Wednesday, September 17, 2008

The Left’s Trillion $ ‘Housing’ Shakedown

Another column from the winter of 2000. Notice the comments of the Senate Committee chairman. Isn't he the "clueless" McCain economic advisor who got run off the campaign for speaking the truth? Seems like a pretty smart guy to me.

The Left’s Trillion $ ‘Housing’ Shakedown Sweetness & Light

This is a highly prescient article from the Winter 2000 edition of the The Manhattan Institute’s City Journal:

A member of the Boston Mayor’s Foreclosure Intervention Team (FIT) posts a sign on a foreclosed and boarded-up property in the Roxbury neighborhood of Boston, May 13, 2008.
The Trillion-Dollar Bank Shakedown That Bodes Ill for Cities

The Community Reinvestment Act funnels billions to left-wing activists, while threatening to destabilize lower-middle-class neighborhoods.

Howard Husock

The Clinton administration has turned the Community Reinvestment Act, a once-obscure and lightly enforced banking regulation law, into one of the most powerful mandates shaping American cities—and, as Senate Banking Committee chairman Phil Gramm memorably put it, a vast extortion scheme against the nation’s banks. Under its provisions, U.S. banks have committed nearly $1 trillion for inner-city and low-income mortgages and real estate development projects, most of it funneled through a nationwide network of left-wing community groups, intent, in some cases, on teaching their low-income clients that the financial system is their enemy and, implicitly, that government, rather than their own striving, is the key to their well-being.

1 comment:

Anonymous said...

ACORN significantly financed by HUD shakedown artists are alive and well. Check out StateGoneCrazy.com. This is the kind of thing that needs to be rooted out from HUD and prosecuted. Start by removing leadership including Kim Kendrick. Can you believe she is still there and perpetuating things like what Daniel Bader has gone through. Still doing it today.

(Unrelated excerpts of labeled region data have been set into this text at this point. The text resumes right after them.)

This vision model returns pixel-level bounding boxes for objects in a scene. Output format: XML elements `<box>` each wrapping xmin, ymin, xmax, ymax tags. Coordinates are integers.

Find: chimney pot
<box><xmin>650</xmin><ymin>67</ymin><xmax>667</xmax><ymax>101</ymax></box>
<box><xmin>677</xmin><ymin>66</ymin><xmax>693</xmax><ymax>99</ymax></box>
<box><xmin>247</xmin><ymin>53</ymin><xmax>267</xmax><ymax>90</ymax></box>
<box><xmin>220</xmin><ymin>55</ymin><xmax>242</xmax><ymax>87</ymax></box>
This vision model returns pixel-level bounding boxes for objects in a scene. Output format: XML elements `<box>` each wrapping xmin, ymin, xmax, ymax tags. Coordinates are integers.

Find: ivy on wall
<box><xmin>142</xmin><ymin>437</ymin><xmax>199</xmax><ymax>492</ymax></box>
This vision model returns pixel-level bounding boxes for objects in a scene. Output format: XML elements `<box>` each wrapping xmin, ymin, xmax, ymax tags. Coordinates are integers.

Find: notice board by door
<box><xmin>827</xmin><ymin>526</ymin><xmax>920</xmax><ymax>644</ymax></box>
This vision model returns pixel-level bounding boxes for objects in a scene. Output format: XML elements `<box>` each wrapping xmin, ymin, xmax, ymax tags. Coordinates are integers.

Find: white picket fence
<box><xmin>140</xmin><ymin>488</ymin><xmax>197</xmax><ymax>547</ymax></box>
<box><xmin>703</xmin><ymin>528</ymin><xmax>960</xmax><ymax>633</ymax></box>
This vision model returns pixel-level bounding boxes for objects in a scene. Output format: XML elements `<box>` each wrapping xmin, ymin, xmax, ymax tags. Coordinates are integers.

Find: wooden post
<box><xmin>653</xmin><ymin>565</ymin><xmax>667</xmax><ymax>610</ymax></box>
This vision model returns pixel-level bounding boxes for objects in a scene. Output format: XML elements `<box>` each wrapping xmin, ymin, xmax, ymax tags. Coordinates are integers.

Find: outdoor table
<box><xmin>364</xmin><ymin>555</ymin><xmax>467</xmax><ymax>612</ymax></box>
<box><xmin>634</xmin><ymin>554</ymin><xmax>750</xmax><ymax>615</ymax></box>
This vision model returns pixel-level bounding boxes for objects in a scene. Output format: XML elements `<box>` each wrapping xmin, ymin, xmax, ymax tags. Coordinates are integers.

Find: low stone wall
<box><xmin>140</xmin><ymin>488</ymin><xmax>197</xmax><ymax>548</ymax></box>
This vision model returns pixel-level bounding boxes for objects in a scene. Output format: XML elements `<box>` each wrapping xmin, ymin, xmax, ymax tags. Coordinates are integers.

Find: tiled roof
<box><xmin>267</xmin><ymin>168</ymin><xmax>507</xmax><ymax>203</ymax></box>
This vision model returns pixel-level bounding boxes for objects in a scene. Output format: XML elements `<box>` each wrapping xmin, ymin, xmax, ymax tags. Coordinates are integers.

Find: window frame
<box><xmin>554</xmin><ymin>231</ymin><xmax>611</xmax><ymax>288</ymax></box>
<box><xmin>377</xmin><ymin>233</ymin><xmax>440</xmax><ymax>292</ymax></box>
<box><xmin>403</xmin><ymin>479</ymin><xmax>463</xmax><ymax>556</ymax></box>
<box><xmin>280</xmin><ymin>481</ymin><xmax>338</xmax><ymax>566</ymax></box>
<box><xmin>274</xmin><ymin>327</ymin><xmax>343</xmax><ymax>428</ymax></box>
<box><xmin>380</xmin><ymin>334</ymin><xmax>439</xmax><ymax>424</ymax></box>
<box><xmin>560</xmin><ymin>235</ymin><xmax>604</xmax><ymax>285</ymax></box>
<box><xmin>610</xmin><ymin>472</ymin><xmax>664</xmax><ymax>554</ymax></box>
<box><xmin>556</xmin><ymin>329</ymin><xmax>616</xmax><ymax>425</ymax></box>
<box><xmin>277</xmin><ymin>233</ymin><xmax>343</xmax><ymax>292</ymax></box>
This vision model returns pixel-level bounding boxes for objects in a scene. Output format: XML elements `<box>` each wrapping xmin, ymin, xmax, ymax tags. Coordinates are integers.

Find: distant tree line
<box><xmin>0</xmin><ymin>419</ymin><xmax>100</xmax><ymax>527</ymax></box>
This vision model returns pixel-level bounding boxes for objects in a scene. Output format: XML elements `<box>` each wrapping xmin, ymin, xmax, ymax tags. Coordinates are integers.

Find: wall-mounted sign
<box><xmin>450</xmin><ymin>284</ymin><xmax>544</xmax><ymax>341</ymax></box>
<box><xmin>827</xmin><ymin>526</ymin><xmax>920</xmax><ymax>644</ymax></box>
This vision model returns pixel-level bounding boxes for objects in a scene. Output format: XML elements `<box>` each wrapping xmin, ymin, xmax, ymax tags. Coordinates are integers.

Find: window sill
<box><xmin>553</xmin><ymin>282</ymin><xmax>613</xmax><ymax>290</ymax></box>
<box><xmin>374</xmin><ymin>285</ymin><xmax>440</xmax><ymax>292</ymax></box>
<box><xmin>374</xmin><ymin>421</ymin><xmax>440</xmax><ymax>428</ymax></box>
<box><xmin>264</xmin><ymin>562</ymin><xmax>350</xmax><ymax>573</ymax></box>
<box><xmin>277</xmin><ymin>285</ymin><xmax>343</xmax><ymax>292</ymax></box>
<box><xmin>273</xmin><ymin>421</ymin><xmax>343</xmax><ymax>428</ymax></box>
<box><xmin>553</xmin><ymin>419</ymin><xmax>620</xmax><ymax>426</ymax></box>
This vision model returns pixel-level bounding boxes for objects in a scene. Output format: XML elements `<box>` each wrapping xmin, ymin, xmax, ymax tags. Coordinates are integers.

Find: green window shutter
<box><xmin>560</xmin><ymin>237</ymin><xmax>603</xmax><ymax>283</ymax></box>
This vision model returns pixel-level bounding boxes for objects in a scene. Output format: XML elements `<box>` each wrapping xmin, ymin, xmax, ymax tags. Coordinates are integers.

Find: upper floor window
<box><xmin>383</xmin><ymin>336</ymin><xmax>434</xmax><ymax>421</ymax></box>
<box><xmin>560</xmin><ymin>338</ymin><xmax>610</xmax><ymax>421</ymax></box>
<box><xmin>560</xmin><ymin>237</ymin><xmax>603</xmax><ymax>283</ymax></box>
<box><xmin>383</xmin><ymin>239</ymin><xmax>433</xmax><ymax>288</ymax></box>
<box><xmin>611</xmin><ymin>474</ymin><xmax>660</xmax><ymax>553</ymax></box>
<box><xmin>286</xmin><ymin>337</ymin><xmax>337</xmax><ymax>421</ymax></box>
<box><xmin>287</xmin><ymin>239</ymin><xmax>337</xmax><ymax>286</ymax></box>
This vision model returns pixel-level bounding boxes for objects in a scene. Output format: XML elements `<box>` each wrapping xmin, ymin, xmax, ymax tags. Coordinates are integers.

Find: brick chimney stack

"HUD Officials Caught Bullying State Employees Members of the Bush Administration have once again been caught strong-arming government officials into abiding by their policies. In an email exchange, two top political appointees at the U.S. Department of Housing and Urban Development (HUD) discussed ways to make the life of Philadelphia's housing director Carl R. Greene miserable after he refused a request to transfer a $2 million piece of city property to a business friend of the HUD Secretary.

"Would you like me to make his life less happy? If so, how?" Orlando J. Cabrera, then-assistant secretary at HUD wrote about Philadelphia housing director Carl R. Greene.
"Take away all of his Federal dollars? : D" responded Kim Kendrick, an assistant secretary who oversaw accessible housing.